When children grow up and leave the home, the parents experience an emotional ripple effect. While some parents admit to both anticipating and dreading the moment when the house is all theirs, certainly, life is never the same again. Many grieve. Some fall into a depression. Others take stock of their lives and yearn for a new direction—a new beginning. Some couples get closer, while others become even more distant. It’s a hard time, as most times of change typically are. For advice to help those suffering during this time, or for those anticipating an empty nest, I turned to Stephen W. Simpson, PhD, a psychologist specializing in relationships and sexuality who practices in Pasadena, California. Here is what he had to say:
Laura: Some women confess having overwhelming feelings of loss and grief when their children leave home. In fact, one woman admitted to having a harder time dealing with all the children out of the house than when one of her children died. Why do you think that is?

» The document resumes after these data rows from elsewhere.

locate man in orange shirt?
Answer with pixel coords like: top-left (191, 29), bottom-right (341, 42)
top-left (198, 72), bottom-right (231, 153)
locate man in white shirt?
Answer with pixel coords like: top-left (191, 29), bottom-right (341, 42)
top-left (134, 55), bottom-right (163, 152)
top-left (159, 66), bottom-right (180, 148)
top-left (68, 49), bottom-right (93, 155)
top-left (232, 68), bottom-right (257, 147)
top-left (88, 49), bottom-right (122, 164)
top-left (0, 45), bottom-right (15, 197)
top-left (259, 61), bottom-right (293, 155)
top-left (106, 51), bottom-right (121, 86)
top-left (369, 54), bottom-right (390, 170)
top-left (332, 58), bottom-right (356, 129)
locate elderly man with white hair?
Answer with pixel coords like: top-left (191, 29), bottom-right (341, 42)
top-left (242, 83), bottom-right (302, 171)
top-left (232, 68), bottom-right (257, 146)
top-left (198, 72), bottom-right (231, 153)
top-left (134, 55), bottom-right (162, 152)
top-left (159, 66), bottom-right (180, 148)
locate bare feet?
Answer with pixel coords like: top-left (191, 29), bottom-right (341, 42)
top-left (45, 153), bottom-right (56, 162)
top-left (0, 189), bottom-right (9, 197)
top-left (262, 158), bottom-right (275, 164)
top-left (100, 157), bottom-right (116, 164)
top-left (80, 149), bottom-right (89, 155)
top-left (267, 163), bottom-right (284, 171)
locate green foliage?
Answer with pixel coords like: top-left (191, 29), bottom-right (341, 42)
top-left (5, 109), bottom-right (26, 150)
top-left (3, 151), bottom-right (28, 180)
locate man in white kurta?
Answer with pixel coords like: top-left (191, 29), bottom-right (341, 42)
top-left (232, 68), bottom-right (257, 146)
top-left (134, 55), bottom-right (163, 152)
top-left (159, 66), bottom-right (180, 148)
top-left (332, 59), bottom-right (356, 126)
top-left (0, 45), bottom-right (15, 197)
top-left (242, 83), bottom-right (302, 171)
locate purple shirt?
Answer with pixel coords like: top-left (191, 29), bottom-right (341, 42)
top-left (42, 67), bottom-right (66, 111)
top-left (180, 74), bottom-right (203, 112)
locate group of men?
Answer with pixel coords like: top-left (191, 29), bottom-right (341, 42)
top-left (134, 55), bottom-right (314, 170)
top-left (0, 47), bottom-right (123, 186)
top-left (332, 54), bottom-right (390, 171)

Dr. Steve: In one sense, it is losing a child. When children leave home, they’re usually transitioning into being self-sufficient adults. They’re leaving the child role. Thus, a woman is not just losing her child, but also her identity as a mother. It’s as if part of who she is vanishes. Yes, not being around her children is part of it, but not as much as you might think. By the time they’re ready to leave, most kids aren’t hanging around that much anyway. But a woman loses a big part of her role as a mother when children leave. Now she has to figure out who she is again and what role she plays in her adult children’s lives.
Laura: Some empty-nesters say the first year is brutal and report crying at the oddest times: during parties, at a store, or at a friend’s house. Is this normal? When should women be concerned that how they are reacting or feeling is a sign of a more severe form of depression?